John Salwitz was our guest speaker for the week, and he talked about how the industry has changed over the years. Honestly, that’s why I’m going into this industry. I’ve seen it happen repeatedly over the years, as trends come and go, and it’s amazing. Everyone’s trying to keep up with the times, the community grows tired of certain gimmicks and they die, and the industry is constantly evolving. Remember when every new shooter was a Modern Warfare-esque gray-and-brown drabfest? Or how about the “early access first-person wilderness survival game” craze? These cycles come and go, right now it looks like we’re in a feedback loop of “it’s either got to be a hero shooter or a Hunger Games ripoff”, and its great to know that things are gonna eventually shift another way. I also like the increased specialization of teams in the modern era; as Salwitz’ lecture clearly demonstrated, teams are getting larger, and I can focus on my piece of the puzzle (likely writing) and play a part in a larger team.

 

I’ve written novels, screenplays, articles, and stage scripts, but I’ve found that I most love the versatility of narrative that game designers need to incorporate into their work. Games are unique in their ability to craft a story that can change every single time the audience experiences it. So many other storytelling mediums are focused on the work itself, and while games are no exception, they have to always keep the player’s moment-to-moment experience in mind. This interactivity with the audience, even if I’m not present during their playthrough, is why I find myself writing games in my spare time over other genres of fiction.

Dev diary #1

Hey all. So, this master’s program is intense. I’m loving it, but it’s sapped a lot of my free time so I haven’t been updating this blog even though I’m learning tons of stuff and working on projects right and left.

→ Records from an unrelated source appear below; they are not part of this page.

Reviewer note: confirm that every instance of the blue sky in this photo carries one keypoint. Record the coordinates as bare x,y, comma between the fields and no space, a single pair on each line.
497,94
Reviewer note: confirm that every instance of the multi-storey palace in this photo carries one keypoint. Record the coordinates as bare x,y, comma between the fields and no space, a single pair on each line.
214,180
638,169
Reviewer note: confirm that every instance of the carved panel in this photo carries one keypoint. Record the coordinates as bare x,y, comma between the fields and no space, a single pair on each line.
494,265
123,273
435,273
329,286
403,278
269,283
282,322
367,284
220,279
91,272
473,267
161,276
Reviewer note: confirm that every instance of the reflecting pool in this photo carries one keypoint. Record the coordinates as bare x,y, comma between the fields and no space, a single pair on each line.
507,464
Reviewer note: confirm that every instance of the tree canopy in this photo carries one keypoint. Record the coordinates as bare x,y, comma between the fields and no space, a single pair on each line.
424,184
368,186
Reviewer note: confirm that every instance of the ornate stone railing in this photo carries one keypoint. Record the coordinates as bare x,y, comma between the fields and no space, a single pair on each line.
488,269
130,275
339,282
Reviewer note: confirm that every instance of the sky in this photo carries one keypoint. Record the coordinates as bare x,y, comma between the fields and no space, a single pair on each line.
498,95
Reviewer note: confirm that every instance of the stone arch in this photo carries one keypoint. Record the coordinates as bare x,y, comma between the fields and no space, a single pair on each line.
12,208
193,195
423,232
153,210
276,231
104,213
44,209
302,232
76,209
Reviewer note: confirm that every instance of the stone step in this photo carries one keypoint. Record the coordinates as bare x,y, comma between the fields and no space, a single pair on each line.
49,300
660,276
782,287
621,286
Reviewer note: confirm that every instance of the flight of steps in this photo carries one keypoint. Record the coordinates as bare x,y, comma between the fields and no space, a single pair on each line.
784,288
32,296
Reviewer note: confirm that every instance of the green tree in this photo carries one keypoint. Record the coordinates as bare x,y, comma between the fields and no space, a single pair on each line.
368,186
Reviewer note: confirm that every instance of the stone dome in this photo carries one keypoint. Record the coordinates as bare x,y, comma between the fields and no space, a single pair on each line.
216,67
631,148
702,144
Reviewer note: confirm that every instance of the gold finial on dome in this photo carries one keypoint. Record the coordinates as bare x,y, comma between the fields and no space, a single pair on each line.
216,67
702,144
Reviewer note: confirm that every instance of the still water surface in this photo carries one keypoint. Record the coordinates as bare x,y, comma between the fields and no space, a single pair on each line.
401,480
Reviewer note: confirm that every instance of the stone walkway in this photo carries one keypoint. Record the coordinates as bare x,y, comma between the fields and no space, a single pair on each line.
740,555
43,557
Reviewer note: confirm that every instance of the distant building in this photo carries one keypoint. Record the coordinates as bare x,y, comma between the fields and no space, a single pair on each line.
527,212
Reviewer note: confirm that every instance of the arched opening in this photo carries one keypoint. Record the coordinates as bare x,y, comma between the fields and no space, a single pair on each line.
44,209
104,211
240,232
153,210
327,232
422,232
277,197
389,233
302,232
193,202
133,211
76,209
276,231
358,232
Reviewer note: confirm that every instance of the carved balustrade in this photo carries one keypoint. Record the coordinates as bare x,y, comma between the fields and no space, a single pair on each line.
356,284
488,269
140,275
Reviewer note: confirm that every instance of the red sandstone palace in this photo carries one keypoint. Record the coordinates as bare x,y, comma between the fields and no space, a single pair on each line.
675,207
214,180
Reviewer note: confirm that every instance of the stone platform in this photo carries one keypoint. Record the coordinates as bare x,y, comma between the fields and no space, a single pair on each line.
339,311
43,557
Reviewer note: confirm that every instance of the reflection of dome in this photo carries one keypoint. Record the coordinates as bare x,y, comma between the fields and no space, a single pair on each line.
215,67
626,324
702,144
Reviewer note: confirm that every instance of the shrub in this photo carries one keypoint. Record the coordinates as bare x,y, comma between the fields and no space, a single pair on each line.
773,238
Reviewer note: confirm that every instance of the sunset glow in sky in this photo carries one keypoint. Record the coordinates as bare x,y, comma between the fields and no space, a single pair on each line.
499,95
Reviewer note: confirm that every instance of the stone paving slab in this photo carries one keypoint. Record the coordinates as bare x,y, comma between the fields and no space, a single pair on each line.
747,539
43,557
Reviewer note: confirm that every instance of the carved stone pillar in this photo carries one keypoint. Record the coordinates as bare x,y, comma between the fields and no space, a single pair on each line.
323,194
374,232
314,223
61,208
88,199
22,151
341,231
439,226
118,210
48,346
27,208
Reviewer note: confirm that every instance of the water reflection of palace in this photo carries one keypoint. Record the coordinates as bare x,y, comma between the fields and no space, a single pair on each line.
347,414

So, since I’m already writing weekly dev diaries for one of the classes, I figured I could publish them here! With names changed to protect the innocent, of course.

Dev Diary prompt 1: Your assignment (should be no longer than one page):
– What do you hope to get out of the next 12 months in this program?
– What are you most excited to learn about?
– Is there anything you’re worried about?
– In your spare time, what kinds of games do you prefer to play?

GAME 270: PROTOTYPING is of the classes I’m most excited about when scrolling through the quarter’s itinerary. The C++ sounds terrifying and the art class sounds promising but I suspect it’s less about making art and more about intelligently choosing pre-existing assets, when one of my favorite parts of game development is creating all my own art. I have always operated under the philosophy of creating many tiny games to learn new mechanics, and so I look forward to this class pressing me to the limits of what I can accomplish in a short time.

I can even get behind the philosophy of writing these diaries. When I took a Unity course over the summer preparing for this course, I wrote a daily diary keeping track of what I’d learned that day. I was less focused on what I’d hoped to learn, since it was just Unity, but this time there are three major tiers of knowledge I hope to explore:

  1. Programming. I want to learn Unity well enough to make my own games on that platform. Other languages like C++ and Unreal I hope to master well enough to pass the courses.
  2. Game Design. As mentioned, I’ve made several games on my own, so I’m not a completely newcomer to the design aspect of games, but I have never been formally trained so this opportunity is an invaluable asset.
  3. Networking. The other kids in this program are driven, ambitious, and knowledgeable in this field. I’ve never met so many people my age that I can bond with like this class. I need to befriend as many as possible and nurture connections to help me break into the industry proper.

My biggest weakness is my lack of programming experience. I passed a C class in junior year of bachelor’s, and I’ve taken multiple online courses attempting to learn Unity, but I’ve never felt like I was doing anything but stumbling through those classes and aping the instructor. I want to be able to make Unity games with the same proficiency I can create games in Clickteam Fusion 2.5.

In my spare time I play multiplayer shooters like Overwatch, Left 4 Dead 2, and Team Fortress 2. I specialize in healers and support classes.